Task 4: Configure NSG Flow Logs
Enable NSG flow logs for traffic recording and forensic analysis.
# Create storage account for flow logs
FLOW_STORAGE="stflowlogs$(openssl rand -hex 4)"
az storage account create \
--name $FLOW_STORAGE \
--resource-group $RG \
--location $LOCATION \
--sku Standard_LRS \
--kind StorageV2
# Create Log Analytics workspace for Traffic Analytics
WORKSPACE_NAME="law-sc500-netwatch"
az monitor log-analytics workspace create \
--workspace-name $WORKSPACE_NAME \
--resource-group $RG \
--location $LOCATION
WORKSPACE_ID=$(az monitor log-analytics workspace show \
--workspace-name $WORKSPACE_NAME --resource-group $RG --query id -o tsv)
WORKSPACE_GUID=$(az monitor log-analytics workspace show \
--workspace-name $WORKSPACE_NAME --resource-group $RG --query customerId -o tsv)
WORKSPACE_LOCATION=$LOCATION
# Enable NSG Flow Logs v2 on web NSG
NSG_WEB_ID=$(az network nsg show --name nsg-web --resource-group $RG --query id -o tsv)
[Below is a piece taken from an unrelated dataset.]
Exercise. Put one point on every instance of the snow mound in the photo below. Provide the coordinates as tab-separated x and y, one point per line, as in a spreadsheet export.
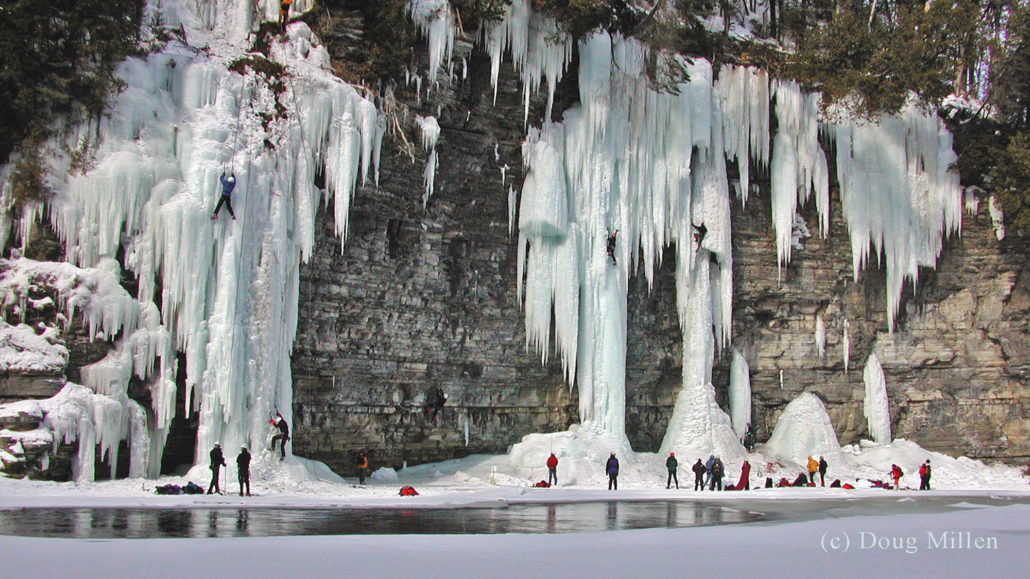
803	430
az network watcher flow-log create \
--name "fl-nsg-web" \
--nsg $NSG_WEB_ID \
--resource-group NetworkWatcherRG \
--location $LOCATION \
--storage-account $FLOW_STORAGE \
--enabled true \
--format JSON \
--log-version 2 \
--retention 90 \
--traffic-analytics true \
--workspace $WORKSPACE_ID
# Enable NSG Flow Logs on app NSG
NSG_APP_ID=$(az network nsg show --name nsg-app --resource-group $RG --query id -o tsv)
az network watcher flow-log create \
--name "fl-nsg-app" \
--nsg $NSG_APP_ID \
--resource-group NetworkWatcherRG \
--location $LOCATION \
--storage-account $FLOW_STORAGE \
--enabled true \
--format JSON \
--log-version 2 \
--retention 90 \
--traffic-analytics true \
--workspace $WORKSPACE_ID
# Verify flow log configuration
az network watcher flow-log list \
--location $LOCATION \
--query "[].{Name:name, Enabled:enabled, RetentionDays:retentionPolicy.days, TrafficAnalytics:flowAnalyticsConfiguration.networkWatcherFlowAnalyticsConfiguration.enabled}" -o table
Task 5: Use Connection Troubleshoot for end-to-end diagnosis
Perform connection troubleshoot to diagnose connectivity between VMs.
# Install Network Watcher extension on VMs (required for connection troubleshoot)
az vm extension set \
--vm-name vm-web-01 \
--resource-group $RG \
--name NetworkWatcherAgentLinux \
--publisher Microsoft.Azure.NetworkWatcher
az vm extension set \
--vm-name vm-app-01 \
--resource-group $RG \
--name NetworkWatcherAgentLinux \
--publisher Microsoft.Azure.NetworkWatcher
# Connection troubleshoot: Web to App on port 8080
echo "=== Connection Troubleshoot: Web → App:8080 ==="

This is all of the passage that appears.